These women discuss inability to go outside, to live fully in their "home places." Enabled a view of the intimate connection between repro justice and environmental conditions - law, business - impacts family connective, historical practices, food practices, etc. #FHN19
Discussing Eastern North Carolina and sets up community situation (racialized, hog farming and big agg business take over). Profoundly attrocious conditions impacts health of animals and people. High impact on Elder black women and young children. #FHN19
Current struggles often echo historical struggles.They demand attention 2 these histories and their stickiness to progress narratives. Effects: centering whiteness, focusing on individual effects (legal/policy frames) not structures/systems, & makes the state a "partner." #FHN19
Dr. Julie Kubala is now presenting on "difficult attachments" enduring since the 1970s particularly anti-violence movements. Focus on "progress narratives" as sites where we get stuck. Must UNSTICK such attachments and repetitions of narratives that reattach problems. #FHN19
E.g. using difference to support universalizing (case of sexual, gendered violence) supports progress narratives, pushes out differences b/t women. Builds and rebuilds attachments that work against liberatory goals. #FHN19
Dr. Coleman's talk explores black/brown transness, Spirit (quiet as oneness as subjectivity not predicated on recognition), and ontological nothingness (not being). Difficult attachment to afropessimism. #FHN19
Dr. Daniel Coleman is now presenting on Quiet in relation to "difficult attachments" from basis in performance, racialized trans experience, and activism. Quietness ruptures with or perhaps into these ... #FHN19
When we give up some attachments we grow. One of the hardest attachments to give up is with species. Blackness literally dogs our attachments to species...it is perhaps a tale of fugitivity and longing. #FHN19
How we manage our attachments to each other as scholars in fierce work together is perhaps the most important thing - about attachments - in this work. #FHN19
Awesome community organizations panel!!! Thank you to our panel members for sharing their work and experience. The #FHN19 attendees riveted and engaged in this recentering of knowledge producers!
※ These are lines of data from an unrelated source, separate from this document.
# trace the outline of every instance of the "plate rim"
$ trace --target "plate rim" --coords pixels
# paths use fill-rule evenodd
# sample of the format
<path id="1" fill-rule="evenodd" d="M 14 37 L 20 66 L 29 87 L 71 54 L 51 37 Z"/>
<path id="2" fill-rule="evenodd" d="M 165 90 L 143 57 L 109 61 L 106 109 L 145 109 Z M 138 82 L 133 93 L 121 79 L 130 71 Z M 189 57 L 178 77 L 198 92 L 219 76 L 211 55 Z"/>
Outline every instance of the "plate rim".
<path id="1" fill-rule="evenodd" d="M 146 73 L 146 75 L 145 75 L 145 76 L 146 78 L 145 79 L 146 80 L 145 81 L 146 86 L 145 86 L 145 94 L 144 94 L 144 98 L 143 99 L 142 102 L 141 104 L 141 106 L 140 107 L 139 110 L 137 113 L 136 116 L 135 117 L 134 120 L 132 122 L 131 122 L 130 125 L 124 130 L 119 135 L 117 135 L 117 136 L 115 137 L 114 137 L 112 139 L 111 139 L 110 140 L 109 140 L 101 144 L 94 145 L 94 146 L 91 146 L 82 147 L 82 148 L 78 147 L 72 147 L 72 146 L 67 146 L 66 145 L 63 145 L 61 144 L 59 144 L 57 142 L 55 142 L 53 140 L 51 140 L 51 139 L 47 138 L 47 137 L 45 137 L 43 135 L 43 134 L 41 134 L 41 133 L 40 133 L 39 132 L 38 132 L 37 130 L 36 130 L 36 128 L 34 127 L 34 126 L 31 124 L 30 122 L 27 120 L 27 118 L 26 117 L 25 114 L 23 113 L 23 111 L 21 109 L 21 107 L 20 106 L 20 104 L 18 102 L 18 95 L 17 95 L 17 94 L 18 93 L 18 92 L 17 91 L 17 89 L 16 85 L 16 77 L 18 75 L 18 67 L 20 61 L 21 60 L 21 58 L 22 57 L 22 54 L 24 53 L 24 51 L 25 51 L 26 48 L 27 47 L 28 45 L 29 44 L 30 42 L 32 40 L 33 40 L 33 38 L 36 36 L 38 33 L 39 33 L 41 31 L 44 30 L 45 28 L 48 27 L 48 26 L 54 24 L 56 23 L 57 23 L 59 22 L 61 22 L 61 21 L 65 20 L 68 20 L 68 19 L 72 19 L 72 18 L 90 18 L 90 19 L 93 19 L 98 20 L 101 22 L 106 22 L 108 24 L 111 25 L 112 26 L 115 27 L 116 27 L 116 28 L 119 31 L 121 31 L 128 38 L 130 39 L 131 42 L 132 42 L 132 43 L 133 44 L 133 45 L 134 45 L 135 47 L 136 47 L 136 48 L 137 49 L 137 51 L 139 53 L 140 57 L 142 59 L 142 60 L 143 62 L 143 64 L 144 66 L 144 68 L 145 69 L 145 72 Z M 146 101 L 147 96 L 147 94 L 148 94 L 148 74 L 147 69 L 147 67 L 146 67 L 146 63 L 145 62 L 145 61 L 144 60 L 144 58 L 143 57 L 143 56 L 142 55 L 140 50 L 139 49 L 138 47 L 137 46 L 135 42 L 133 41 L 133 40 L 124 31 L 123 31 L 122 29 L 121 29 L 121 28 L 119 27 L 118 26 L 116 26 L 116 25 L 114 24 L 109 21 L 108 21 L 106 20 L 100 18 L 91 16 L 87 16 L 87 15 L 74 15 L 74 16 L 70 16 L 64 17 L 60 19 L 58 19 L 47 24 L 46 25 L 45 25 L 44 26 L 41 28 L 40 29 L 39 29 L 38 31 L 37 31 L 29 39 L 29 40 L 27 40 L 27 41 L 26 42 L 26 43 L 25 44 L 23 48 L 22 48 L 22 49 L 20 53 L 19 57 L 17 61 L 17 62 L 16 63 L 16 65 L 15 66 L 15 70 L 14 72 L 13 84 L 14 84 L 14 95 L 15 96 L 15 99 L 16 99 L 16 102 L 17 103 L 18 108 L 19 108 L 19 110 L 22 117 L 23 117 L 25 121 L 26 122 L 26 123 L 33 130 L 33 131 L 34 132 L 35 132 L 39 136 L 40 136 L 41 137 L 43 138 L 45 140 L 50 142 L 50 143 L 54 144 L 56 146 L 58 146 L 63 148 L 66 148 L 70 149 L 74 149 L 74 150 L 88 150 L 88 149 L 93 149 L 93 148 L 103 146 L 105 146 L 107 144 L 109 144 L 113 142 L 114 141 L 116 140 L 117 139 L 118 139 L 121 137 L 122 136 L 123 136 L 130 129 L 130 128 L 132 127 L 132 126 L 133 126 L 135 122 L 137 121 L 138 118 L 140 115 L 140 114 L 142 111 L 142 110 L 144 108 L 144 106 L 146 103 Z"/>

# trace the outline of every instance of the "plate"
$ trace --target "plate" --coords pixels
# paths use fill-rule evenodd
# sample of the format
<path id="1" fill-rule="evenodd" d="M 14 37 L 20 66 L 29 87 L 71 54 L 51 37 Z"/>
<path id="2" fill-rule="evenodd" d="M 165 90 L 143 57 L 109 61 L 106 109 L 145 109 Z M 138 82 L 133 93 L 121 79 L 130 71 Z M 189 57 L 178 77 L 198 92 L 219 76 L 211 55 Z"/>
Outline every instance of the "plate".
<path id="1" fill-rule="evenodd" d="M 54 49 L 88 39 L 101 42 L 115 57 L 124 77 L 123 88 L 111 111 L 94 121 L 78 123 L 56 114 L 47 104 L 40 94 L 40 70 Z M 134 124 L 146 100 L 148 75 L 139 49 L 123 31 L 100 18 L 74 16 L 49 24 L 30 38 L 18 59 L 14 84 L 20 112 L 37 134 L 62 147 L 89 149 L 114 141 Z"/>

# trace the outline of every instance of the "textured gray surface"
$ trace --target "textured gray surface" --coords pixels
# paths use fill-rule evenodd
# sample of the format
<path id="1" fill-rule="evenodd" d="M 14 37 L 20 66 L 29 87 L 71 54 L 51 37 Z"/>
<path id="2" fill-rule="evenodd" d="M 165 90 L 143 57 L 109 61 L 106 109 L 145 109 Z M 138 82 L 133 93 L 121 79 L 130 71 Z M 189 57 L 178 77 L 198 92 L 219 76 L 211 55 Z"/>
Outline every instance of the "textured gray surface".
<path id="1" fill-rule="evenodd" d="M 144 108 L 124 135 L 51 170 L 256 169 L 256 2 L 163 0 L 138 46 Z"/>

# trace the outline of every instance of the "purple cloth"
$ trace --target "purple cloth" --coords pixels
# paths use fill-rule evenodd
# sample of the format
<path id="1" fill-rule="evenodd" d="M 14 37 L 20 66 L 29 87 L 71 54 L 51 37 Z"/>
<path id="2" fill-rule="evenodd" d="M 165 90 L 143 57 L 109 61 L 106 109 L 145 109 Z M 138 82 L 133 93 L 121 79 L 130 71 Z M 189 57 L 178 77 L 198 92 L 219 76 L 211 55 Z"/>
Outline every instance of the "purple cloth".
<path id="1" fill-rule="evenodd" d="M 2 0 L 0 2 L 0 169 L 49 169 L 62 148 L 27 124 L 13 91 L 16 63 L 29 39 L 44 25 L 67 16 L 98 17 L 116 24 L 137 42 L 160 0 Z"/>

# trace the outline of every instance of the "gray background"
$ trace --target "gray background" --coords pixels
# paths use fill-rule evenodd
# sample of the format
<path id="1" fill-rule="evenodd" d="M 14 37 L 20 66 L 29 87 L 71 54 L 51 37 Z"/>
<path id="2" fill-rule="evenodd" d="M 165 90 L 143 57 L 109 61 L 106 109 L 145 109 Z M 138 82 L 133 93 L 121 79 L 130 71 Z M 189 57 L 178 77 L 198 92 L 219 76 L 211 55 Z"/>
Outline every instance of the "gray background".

Another panelist answer: refuse to let capitalism take "self-care." Liberation is a state of being that we must work on within the context of hostile environments. If it doesn't feel good find a way to say no or bring in something that does feel good to support needs.
QA: what are panel's thoughts activist self-care? Trying to orient more to resilience (self care less productive and accessible). Building protective spaces, shields, strength in community. How to stand up to toxicity of daily life in fully embodied, mental, emotional ways.